Detecting and Fixing API Misuses of Data Science Libraries Using Large Language Models
Akalanka Galappaththi, Francisco Ribeiro, Sarah Nadi
TL;DR
This work tackles API misuses in data-science libraries by introducing DSChecker, an LLM-based approach that leverages both API directives and dynamic data information to detect and fix misuses. It demonstrates that providing structured, directive-aware prompts and data context significantly boosts performance across multiple LLMs, with the best zero-shot configuration achieving strong detection and repair outcomes. An agentic variant, DSChecker_agent, investigates real-world applicability by enabling on-demand information retrieval, showing feasibility though with some performance trade-offs.
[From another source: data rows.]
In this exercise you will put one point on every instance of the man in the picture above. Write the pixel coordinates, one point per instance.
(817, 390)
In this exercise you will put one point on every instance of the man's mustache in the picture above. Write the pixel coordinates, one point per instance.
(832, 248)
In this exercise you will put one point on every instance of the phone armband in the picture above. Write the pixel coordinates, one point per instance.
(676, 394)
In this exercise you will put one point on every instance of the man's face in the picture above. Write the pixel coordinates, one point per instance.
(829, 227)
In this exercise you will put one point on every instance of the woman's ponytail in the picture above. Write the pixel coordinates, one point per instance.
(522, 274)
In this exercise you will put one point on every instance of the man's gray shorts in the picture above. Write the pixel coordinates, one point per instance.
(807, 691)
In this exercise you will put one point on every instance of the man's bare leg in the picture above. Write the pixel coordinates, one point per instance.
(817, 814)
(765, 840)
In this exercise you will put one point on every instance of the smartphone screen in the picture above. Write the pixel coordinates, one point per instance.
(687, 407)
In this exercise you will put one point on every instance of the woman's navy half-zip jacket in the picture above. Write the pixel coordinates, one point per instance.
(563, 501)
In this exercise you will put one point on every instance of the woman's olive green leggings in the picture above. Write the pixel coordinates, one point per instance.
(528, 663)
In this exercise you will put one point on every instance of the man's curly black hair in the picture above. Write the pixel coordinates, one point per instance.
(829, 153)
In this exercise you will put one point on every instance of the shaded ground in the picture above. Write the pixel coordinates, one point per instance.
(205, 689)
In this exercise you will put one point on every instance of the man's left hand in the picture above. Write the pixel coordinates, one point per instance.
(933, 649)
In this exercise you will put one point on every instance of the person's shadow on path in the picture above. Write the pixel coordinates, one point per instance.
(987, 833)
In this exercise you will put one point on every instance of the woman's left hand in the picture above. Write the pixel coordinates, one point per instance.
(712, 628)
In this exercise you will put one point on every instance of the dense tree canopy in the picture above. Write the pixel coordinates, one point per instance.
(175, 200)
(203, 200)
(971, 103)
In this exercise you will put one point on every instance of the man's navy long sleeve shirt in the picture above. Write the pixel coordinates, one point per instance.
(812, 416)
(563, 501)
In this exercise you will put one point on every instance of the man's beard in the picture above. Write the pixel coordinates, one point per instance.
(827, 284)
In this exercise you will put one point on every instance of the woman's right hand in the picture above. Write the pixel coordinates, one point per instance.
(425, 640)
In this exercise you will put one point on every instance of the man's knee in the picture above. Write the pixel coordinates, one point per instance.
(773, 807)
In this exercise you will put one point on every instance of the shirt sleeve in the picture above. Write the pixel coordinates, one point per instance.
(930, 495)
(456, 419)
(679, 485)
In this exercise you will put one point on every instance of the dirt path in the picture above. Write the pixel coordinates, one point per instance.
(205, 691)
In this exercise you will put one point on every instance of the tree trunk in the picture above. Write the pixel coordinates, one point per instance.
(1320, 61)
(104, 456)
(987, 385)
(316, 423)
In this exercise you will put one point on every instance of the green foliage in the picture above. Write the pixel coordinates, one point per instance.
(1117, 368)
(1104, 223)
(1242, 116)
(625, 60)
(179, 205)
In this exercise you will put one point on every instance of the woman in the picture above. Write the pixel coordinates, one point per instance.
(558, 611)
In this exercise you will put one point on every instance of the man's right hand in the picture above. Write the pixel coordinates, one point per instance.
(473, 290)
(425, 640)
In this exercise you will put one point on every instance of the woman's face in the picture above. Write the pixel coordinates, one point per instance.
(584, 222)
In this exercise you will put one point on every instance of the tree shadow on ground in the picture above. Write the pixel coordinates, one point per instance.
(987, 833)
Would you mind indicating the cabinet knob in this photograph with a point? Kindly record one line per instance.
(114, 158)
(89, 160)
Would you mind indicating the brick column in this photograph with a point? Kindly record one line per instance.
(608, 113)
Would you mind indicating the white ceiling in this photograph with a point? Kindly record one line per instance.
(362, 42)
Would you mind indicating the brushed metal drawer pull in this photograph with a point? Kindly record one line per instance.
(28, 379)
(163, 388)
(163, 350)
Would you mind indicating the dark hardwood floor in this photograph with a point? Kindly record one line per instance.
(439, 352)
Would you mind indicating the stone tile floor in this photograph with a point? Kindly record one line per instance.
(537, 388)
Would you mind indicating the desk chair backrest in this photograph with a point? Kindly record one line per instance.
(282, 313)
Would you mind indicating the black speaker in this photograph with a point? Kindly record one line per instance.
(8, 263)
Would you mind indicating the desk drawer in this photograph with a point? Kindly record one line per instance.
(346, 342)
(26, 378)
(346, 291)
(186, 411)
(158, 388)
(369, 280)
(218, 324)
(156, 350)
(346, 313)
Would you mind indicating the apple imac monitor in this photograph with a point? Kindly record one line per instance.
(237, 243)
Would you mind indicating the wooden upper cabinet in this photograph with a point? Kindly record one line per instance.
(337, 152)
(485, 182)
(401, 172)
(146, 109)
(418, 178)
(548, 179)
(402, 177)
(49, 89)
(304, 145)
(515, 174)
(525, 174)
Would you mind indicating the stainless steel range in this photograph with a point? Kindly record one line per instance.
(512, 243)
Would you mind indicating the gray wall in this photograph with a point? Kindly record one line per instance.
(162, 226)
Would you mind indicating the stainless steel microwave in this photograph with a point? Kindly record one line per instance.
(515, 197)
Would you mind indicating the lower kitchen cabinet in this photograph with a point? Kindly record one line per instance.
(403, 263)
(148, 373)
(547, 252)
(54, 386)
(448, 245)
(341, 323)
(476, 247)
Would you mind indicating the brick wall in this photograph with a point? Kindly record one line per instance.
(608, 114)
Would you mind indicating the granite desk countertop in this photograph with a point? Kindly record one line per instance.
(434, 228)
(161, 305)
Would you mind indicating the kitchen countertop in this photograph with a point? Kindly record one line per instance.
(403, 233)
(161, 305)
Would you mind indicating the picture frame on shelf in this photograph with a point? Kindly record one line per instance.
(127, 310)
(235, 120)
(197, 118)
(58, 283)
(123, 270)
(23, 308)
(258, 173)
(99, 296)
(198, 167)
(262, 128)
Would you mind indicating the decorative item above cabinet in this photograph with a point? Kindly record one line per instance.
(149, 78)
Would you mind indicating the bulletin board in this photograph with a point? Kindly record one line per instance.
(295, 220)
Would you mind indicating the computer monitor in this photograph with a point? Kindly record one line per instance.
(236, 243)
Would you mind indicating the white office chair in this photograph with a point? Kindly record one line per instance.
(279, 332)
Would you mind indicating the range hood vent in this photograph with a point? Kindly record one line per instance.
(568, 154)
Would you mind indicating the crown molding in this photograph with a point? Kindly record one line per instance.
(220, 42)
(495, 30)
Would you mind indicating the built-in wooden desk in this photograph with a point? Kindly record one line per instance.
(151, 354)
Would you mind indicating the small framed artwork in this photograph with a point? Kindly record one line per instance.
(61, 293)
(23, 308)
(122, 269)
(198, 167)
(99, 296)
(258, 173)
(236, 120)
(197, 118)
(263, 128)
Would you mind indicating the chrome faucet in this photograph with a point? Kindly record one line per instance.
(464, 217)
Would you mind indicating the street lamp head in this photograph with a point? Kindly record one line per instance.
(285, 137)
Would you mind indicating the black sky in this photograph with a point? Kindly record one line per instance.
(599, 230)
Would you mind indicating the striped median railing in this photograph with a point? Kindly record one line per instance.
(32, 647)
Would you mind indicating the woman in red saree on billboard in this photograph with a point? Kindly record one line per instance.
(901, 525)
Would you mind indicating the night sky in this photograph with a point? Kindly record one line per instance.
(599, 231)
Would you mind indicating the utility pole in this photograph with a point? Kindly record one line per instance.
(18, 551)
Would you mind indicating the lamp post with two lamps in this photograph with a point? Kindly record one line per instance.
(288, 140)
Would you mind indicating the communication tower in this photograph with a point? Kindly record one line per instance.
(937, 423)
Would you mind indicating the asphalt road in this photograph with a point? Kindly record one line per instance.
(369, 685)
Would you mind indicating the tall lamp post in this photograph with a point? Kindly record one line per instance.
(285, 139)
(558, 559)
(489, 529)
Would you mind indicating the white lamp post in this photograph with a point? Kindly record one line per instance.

The study extends to other data-centric libraries and compares with existing LLM-based misuse detectors, highlighting DSChecker's superior detection/fix rates in many settings and outlining practical challenges and future directions for LLM-driven tooling in software libraries.
Abstract
Data science libraries, such as scikit-learn and pandas, specialize in processing and manipulating data. The data-centric nature of these libraries makes the detection of API misuse in them more challenging. This paper introduces DSCHECKER, an LLM-based approach designed for detecting and fixing API misuses of data science libraries. We identify two key pieces of information, API directives and data information, that may be beneficial for API misuse detection and fixing. Using three LLMs and misuses from five data science libraries, we experiment with various prompts. We find that incorporating API directives and data-specific details enhances Dschecker's ability to detect and fix API misuses, with the best-performing model achieving a detection F1-score of 61.18 percent and fixing 51.28 percent of the misuses. Building on these results, we implement Dschecker agent which includes an adaptive function calling mechanism to access information on demand, simulating a real-world setting where information about the misuse is unknown in advance. We find that Dschecker agent achieves 48.65 percent detection F1-score and fixes 39.47 percent of the misuses, demonstrating the promise of LLM-based API misuse detection and fixing in real-world scenarios.